[PATCH 2 of 5] localrepo: invoke dirstate.unsureifambig in wwrite for safety
Martin von Zweigbergk
martinvonz at google.com
Tue Jun 2 14:40:26 CDT 2015
On Tue, Jun 2, 2015 at 9:27 AM FUJIWARA Katsunori <foozy at lares.dti.ne.jp>
wrote:
>
> At Mon, 01 Jun 2015 18:57:16 +0000,
> Martin von Zweigbergk wrote:
> >
> > [1 <text/plain; UTF-8 (7bit)>]
> > On Mon, Jun 1, 2015 at 11:07 AM FUJIWARA Katsunori <
> foozy at lares.dti.ne.jp>
> > wrote:
> >
> > > At Mon, 01 Jun 2015 17:02:10 +0000,
> > > Martin von Zweigbergk wrote:
> > > >
> > > > [1 <text/plain; UTF-8 (7bit)>]
> > > > Thanks. I think I knew most of that, but the subrepo case for
> interrupted
> > > > update was a good example I had not thought about. My question
> remains,
> > > > however. In the sequence in this test case, you do this:
> > > >
> > > > $ hg update -q -C 3
> > > > $ touch -t 200001010000 b
> > > > $ hg status -A b
> > > > $ hg --config extensions.abort=$TESTTMP/abort.py merge 5
> > > > $ touch -t 200001010000 b
> > > >
> > > > What I'm wondering is what real-world scenarios could lead to file
> b's
> > > > timestamp being the same in those two cases (where you artificially
> touch
> > > > them here). Since we said that 'hg status' is run strictly after (at
> > > > whatever granularity is recorded by the FS, perhaps second-level),
> how
> > > can
> > > > the 'hg merge' produce a timestamp for file b that's the same as
> what 'hg
> > > > update' does?
> > >
> > > `hg merge` can be aborted by same reason at `hg update` before
> > > updating dirstate:
> > >
> > > (0) cleanup working directory for examination of `hg merge`
> > > (let's ignore this while focusing on examination of `hg merge`)

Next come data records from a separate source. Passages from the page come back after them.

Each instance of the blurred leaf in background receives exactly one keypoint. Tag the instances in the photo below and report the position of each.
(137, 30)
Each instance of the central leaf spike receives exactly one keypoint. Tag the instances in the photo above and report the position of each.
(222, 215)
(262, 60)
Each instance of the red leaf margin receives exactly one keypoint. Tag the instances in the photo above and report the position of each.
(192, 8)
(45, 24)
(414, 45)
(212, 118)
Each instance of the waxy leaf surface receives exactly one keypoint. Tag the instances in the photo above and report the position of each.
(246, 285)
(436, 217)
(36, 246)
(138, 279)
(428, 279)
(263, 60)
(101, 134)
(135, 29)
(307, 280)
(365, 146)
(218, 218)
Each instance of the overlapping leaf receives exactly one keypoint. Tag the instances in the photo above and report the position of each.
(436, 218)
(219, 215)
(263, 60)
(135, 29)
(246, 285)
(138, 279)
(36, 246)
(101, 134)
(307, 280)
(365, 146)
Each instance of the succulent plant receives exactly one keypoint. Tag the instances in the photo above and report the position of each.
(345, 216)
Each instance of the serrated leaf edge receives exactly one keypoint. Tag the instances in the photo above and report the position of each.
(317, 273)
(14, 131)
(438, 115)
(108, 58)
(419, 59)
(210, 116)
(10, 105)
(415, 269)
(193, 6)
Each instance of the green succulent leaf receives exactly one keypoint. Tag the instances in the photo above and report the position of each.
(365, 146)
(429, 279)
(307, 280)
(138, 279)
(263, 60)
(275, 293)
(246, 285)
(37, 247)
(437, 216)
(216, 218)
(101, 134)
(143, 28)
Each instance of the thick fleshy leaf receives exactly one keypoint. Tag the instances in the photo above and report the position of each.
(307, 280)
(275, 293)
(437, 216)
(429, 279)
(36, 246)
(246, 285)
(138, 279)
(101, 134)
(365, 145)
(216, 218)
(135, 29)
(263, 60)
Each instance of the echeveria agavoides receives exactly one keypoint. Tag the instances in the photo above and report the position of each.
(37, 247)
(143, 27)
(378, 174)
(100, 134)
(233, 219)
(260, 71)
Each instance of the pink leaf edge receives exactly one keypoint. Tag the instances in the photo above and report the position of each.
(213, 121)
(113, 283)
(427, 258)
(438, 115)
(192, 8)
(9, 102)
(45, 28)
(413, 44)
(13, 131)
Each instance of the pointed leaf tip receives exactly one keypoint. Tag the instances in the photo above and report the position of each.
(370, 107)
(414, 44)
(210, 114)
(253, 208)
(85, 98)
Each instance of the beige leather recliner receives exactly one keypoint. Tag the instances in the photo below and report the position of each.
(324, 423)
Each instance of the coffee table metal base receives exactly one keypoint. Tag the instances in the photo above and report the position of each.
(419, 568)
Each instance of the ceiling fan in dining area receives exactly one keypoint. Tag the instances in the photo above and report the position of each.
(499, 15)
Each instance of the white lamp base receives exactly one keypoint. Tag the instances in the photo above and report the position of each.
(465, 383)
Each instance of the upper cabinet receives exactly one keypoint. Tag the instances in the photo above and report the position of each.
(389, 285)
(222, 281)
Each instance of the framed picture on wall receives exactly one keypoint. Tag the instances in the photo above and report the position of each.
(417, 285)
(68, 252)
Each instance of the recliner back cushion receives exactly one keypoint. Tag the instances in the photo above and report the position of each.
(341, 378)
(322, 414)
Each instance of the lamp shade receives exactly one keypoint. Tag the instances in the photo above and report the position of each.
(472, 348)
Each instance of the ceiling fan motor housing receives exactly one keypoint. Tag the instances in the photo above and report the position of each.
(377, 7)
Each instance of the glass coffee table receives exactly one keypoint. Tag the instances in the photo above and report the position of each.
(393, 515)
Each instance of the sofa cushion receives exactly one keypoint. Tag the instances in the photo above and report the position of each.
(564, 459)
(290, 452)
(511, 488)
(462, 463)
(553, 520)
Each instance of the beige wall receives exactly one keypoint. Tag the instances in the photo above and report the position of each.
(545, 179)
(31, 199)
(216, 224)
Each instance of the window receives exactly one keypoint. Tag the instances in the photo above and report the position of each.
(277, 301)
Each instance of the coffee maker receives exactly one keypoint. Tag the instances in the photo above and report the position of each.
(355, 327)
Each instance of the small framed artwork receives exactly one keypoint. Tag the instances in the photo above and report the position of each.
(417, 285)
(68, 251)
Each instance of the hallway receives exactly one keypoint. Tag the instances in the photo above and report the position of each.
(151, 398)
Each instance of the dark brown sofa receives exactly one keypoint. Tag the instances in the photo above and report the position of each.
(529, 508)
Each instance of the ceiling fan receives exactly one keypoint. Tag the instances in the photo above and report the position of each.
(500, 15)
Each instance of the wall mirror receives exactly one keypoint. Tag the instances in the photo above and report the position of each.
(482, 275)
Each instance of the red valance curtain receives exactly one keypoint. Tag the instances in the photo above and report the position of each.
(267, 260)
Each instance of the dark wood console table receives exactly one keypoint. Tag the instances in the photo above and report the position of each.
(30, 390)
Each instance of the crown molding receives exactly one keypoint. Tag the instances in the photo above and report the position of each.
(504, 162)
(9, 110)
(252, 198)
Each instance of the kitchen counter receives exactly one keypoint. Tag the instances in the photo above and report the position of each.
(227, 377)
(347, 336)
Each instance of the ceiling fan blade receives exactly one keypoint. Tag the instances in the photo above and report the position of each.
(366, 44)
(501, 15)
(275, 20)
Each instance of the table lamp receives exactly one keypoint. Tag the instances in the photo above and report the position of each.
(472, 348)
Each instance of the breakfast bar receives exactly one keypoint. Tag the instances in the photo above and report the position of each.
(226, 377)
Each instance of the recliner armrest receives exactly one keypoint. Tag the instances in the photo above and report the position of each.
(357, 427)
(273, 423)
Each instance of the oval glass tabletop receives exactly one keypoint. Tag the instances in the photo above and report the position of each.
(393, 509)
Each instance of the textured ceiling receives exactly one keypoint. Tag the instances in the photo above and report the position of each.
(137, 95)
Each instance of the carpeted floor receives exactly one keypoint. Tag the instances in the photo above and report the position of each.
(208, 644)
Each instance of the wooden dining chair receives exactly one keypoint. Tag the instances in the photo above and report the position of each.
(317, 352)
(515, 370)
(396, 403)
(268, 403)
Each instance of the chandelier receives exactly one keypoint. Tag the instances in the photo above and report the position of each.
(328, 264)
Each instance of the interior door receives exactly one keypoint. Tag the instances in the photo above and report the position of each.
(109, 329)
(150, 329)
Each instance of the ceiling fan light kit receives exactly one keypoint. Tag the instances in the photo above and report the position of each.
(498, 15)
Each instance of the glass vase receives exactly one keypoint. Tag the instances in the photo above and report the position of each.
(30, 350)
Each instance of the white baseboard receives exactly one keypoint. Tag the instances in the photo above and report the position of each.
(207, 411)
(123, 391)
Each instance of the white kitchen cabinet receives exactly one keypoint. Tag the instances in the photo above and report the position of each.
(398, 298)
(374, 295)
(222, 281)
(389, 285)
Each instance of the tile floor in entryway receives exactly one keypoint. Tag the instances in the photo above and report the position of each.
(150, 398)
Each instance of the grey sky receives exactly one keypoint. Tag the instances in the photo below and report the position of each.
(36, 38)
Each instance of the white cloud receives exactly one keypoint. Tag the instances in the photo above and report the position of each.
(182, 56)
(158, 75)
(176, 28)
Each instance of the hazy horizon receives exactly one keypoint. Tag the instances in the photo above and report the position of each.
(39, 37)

> > > > $ hg update -q -C 3
> > >
> > > (1) ensure forcibly that `repo.dirstate['b']` has valid timestamp
> > > > $ touch -t 200001010000 b
> > > > $ hg status -A b
> > >
> >
> > We said that this 'hg status' is run at 200001010000(00)+1sec (otherwise
> > the timestamp in the dirstate would be unset). Correct?
>
> Yes, it is correct.
>
> > >
> > > (2) execute `hg merge`, but it is aborted before "update dirstate"
> > > for example:
> > > - invalid updating in subrepositories
> > > - keyboard interruption by user, file I/O error and so on
> > > > $ hg --config extensions.abort=$TESTTMP/abort.py merge 5
> > >
> > > (3) (re-)set timestamp of 'b' on the filesystem for mis-leading
> > > this emulates that `hg merge` update 'b' before
> 200001010000(00)+1sec
> > > > $ touch -t 200001010000 b
> > >
> >
> > Since 'hg status' above was run at 200001010000(00)+1sec (or later), how
> > can this (interrupted) merge be run at 200001010000(00)?
>
> Oh, your wondering is natural. My explanation was wrong :-<
>
> In real world, steps below reproduce this issue:
>
Great explanation! Thanks!
So the problem is that we mark the file clean in dirstate as a result of
checking its status, then we update it on disk, abort the update, write the
clean dirstate to disk and stay on the old revision. It seems a little
strange to me that we write the dirstate even on failure. Do you know if
there is a good reason for that?
Perhaps another option is to mark all files in the merge normallookup()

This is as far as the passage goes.